De acuerdo con el libro Sustainable Transport: Planning for Walking and Cycling in Urban Environments (2003), los estudios de movilidad tienden a priorizar los trayectos más largos, subestimando los viajes a pie. Por ejemplo, en Alemania, el informe Mobility in Germany muestra que los desplazamientos exclusivamente a pie disminuyeron del 24 % al 22 % entre 2002 y 2017. No obstante, cabe destacar que el 70 % de los viajes combinan caminar con otros medios de transporte, lo que resalta su importancia dentro del ecosistema de movilidad.
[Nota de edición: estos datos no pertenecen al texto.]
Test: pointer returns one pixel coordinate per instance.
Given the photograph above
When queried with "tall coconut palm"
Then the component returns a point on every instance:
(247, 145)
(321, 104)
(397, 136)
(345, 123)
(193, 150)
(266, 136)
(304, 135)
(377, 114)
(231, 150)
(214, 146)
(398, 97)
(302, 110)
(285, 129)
Sin embargo, Alfredo Del Mazo Maza subraya que estos datos tienden a sesgarse hacia actividades recreativas y deportivas. En este sentido, la metodología participativa, como la experiencia del usuario de bicicleta (BUX), complementa los datos cuantitativos con perspectivas cualitativas, aunque su implementación requiere recursos significativos.
“Para evaluar correctamente la ciclabilidad, es necesario un enfoque mixto que combine datos espaciales, participación comunitaria y análisis político. Este abordaje integral permite desarrollar estrategias adaptadas a las necesidades reales de los usuarios”, explica Del Mazo Maza.
En el ámbito internacional, proyectos como SPARK, en Filipinas, han diseñado metodologías que permiten evaluar la caminabilidad y la ciclabilidad desde niveles estratégicos hasta áreas específicas. Según estos modelos, analizar la movilidad activa requiere considerar tres niveles: el apoyo financiero y político, la conectividad en los vecindarios y las intervenciones puntuales en sitios clave. Este enfoque no solo identifica áreas de mejora, sino que también facilita la implementación de cambios sostenibles.
El exgobernador del Estado de México resalta la importancia de adoptar herramientas diagnósticas que conecten diferentes escalas de evaluación. “Los datos no solo deben medirse; deben transformarse en decisiones informadas que impacten positivamente la vida de las personas”, enfatiza.
Más allá de las cifras, la movilidad activa está intrínsecamente ligada a cuestiones como la salud, la accesibilidad y la seguridad. Por ejemplo, en África y Asia, proyectos como Trans-Safe trabajan para mejorar la seguridad vial, especialmente para los usuarios vulnerables. Mientras tanto, en Bogotá, la cultura ciclista ha florecido gracias a inversiones gubernamentales y la inclusión de defensores de la bicicleta en la administración pública.